Bernard, el hombre al mando de la nave, al igual que los capitanes de las otras dos naves, era un templario. La orden se había encargado de bragarlos, a ellos y a sus tripulaciones, pues no podían confiar en gente ajena al Temple y por ello las tripulaciones de aquellos tres grandes barcos estaban integradas por armigueros, sargentos y caballeros de la orden. Rodrigo supo por su capitán que en cada barco viajaban siete caballeros y que él, Jean de Rossal, estaba al frente de la expedición. Entonces se presentó a bordo el capitán de La Madeleine disculpando a su colega de La Petite Marie, Antoine Vallat, que se hallaba indispuesto. Según supo Rodrigo era un viejo conocido de Jean de Rossal que deseaba verlo lo antes posible y le pedía excusas por no haberse podido presentar al tener suelto el estómago. Rodrigo ordenó que las naves partieran de inmediato pese a que su capitán aconsejaba esperar a que mejorara el tiempo. No podía permitirse un encuentro con Antoine Vallat. Le descubrirían.

Durante los días siguientes pensó en su situación. Nadie conocía a Jean a bordo, así que hasta que llegaran a su destino podía estar tranquilo. Maduró su plan. Al llegar, ordenaría que la Bethania desembarcara primero. Así se aseguraría poder escapar antes de que ese tal Vallat pusiera el pie en tierra firme. ¿Cómo serían aquellas tierras? ¿Podría perderse en ellas y sobrevivir? ¿Hallaría a aquellos salvajes de los que le habló Alonso Contreras?

Después de trece días de navegación llegó la calma: una total ausencia de viento, una tranquilidad que aflojó las velas y detuvo el avance de los barcos. Una mañana escuchó voces al despertar, se levantó frotándose los ojos y cuando salió de su camarote se dio de bruces con un tipo que resultó ser Antoine Vallat. Aprovechando la calma chicha, se había acercado en un bote a saludar al jefe de la expedición.

– Éste no es Jean de Rossal -dijo.

Rodrigo no tuvo tiempo de reaccionar. ¿A dónde iba a ir? ¿Cómo escapar en medio de un barco?

Rápidamente se vio rodeado. Alzó los brazos mostrando a las claras que se entregaba.

– ¿Quién sois entonces?

– Me llamo Rodrigo Arriaga. Dadme un vaso de vino y os contaré.

Había llegado bastante lejos pero supo que su aventura terminaba allí. Era obvio que iban a torturarle para saber qué había hecho con Jean de Rossal, así que se lo contó todo. El capitán y Vallat se miraron cuando Rodrigo les relató lo ocurrido. Sin duda, Arriaga era una buena captura. Aquello les haría progresar en la orden. Rodrigo pensó que al menos faltaba más de un mes para la vuelta; quizá podría escapar al tocar tierra, de no ser así se quitaría la vida antes de que lo llevaran de nuevo a Francia. Quedó recluido en la bodega, hacia la proa, en un pequeño hueco que quedaba delante de los caballos, que habían introducido allí abriendo la tripa del barco y sellándola con brea.

Encadenado a una argolla de la pared, en la semioscuridad de la bodega y compartiendo el olor de las bestias, su nerviosismo y su miedo, Arriaga sintió que todo le daba igual. Aquello había sido una locura. No sabía a dónde iba ni si podría escapar en aquel mundo nuevo. Todos sus amigos estaban muertos y él con ellos…
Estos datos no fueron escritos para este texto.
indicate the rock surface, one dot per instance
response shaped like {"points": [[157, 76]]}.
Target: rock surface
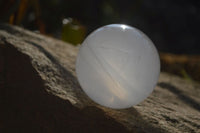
{"points": [[39, 92]]}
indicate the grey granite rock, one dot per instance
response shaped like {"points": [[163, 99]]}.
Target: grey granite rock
{"points": [[39, 92]]}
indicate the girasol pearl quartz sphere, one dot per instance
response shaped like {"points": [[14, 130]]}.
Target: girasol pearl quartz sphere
{"points": [[117, 66]]}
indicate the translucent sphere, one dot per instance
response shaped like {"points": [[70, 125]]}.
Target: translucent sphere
{"points": [[117, 66]]}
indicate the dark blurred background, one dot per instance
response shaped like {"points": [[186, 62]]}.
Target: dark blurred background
{"points": [[173, 25]]}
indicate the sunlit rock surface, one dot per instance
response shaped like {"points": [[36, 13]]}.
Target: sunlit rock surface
{"points": [[39, 92]]}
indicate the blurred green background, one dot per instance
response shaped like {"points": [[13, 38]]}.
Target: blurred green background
{"points": [[173, 25]]}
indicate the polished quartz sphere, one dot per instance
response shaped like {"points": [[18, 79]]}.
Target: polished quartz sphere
{"points": [[117, 66]]}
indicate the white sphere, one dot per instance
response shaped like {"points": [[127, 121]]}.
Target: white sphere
{"points": [[117, 66]]}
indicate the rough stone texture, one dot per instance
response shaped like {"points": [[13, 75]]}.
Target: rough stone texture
{"points": [[39, 92]]}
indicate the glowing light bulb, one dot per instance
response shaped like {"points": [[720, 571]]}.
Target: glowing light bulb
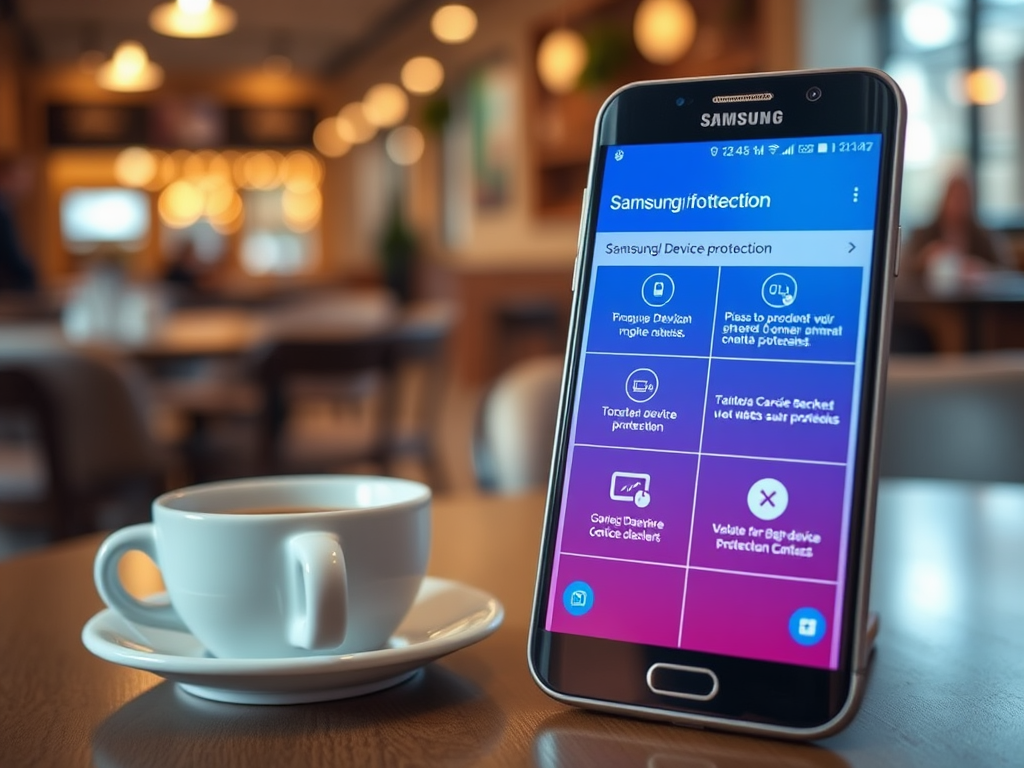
{"points": [[664, 30], [422, 75], [561, 57], [454, 24]]}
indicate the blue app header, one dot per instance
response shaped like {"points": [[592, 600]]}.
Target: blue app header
{"points": [[826, 182]]}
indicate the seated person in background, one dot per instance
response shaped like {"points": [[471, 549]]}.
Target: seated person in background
{"points": [[16, 271], [955, 248]]}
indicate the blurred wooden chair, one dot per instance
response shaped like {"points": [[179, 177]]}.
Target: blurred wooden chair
{"points": [[77, 439], [342, 402], [516, 427], [297, 376], [957, 418]]}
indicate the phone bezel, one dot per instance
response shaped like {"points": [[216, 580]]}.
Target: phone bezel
{"points": [[852, 101]]}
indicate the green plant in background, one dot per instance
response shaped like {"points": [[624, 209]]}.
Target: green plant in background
{"points": [[609, 48], [435, 114], [397, 251]]}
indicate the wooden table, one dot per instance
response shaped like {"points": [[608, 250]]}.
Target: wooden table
{"points": [[946, 687], [968, 318]]}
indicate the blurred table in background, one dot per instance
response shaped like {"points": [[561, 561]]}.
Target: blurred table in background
{"points": [[945, 687], [499, 309], [987, 313]]}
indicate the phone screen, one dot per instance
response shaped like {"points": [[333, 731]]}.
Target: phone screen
{"points": [[709, 481]]}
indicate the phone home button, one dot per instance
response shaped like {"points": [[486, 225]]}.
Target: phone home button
{"points": [[695, 683]]}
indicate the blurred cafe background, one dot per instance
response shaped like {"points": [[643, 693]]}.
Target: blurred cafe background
{"points": [[255, 237]]}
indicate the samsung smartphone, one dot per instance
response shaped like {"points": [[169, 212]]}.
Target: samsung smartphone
{"points": [[708, 540]]}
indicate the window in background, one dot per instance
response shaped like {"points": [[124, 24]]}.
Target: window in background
{"points": [[928, 56], [1000, 170], [91, 217], [960, 64], [283, 206]]}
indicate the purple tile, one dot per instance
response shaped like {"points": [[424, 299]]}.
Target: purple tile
{"points": [[749, 616], [627, 316], [596, 523], [813, 410], [631, 602], [664, 414], [802, 541]]}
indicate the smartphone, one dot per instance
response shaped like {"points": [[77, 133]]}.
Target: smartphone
{"points": [[708, 541]]}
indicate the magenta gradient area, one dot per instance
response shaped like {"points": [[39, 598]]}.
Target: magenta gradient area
{"points": [[633, 602], [597, 524], [749, 616], [815, 507]]}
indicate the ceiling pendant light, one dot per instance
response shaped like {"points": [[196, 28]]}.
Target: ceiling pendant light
{"points": [[561, 57], [664, 30], [193, 18], [454, 24], [129, 70], [422, 75]]}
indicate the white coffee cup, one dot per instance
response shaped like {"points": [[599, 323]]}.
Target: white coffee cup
{"points": [[334, 574]]}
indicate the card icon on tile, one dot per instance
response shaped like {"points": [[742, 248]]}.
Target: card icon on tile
{"points": [[578, 598], [641, 385], [631, 486], [807, 626], [779, 290], [657, 290]]}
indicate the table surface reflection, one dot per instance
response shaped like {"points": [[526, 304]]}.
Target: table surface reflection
{"points": [[946, 686]]}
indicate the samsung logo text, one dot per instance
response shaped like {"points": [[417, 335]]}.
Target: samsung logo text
{"points": [[723, 119]]}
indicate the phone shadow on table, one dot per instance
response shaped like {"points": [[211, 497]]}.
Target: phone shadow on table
{"points": [[584, 738], [422, 721]]}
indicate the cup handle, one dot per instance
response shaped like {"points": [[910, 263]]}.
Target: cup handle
{"points": [[320, 615], [111, 589]]}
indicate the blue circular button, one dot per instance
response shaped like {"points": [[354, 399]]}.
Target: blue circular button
{"points": [[578, 598], [807, 626]]}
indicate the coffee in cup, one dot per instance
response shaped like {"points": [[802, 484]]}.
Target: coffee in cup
{"points": [[271, 567]]}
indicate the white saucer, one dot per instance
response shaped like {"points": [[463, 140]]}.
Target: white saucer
{"points": [[445, 616]]}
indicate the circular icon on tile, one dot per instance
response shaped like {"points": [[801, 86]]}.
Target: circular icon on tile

El tiempo comenzó a empeorar lentamente. Primero fue un viento atroz que aullaba como mil lobos, luego oyó la lluvia, que al principio golpeaba la nave de manera suave y continua para terminar sacudiendo la madera violenta y despiadadamente. Se oían carreras en la cubierta y órdenes para que los marineros hicieran esto y aquello. Le pareció que arriaban las velas. Los truenos eran ensordecedores y las bestias se mostraban asustadas.

– ¡Tierra a la vista! -gritó alguien en el exterior.

El barco se bamboleaba de manera preocupante, el oleaje afuera debía de ser espantoso. Estaban en mitad de una tormenta. Oyó gritos de los hombres. Los siete caballos se agitaban nerviosos. «¡Hombre al agua!», le pareció oír. Un candil de los que alumbraba tenuemente la bodega para que las bestias no se sintieran intranquilas en la oscuridad cayó al suelo y prendió la paja. El fuego comenzó a avanzar y las bestias relincharon por el pánico. Un caballo tordo, al fondo, comenzó a agitarse frenético al quemarse las patas por el efecto de las llamas. Los demás golpearon las paredes y dieron coces a su alrededor presas del miedo. El humo lo llenó todo anulando la visibilidad y Rodrigo se arrojó al suelo para poder respirar.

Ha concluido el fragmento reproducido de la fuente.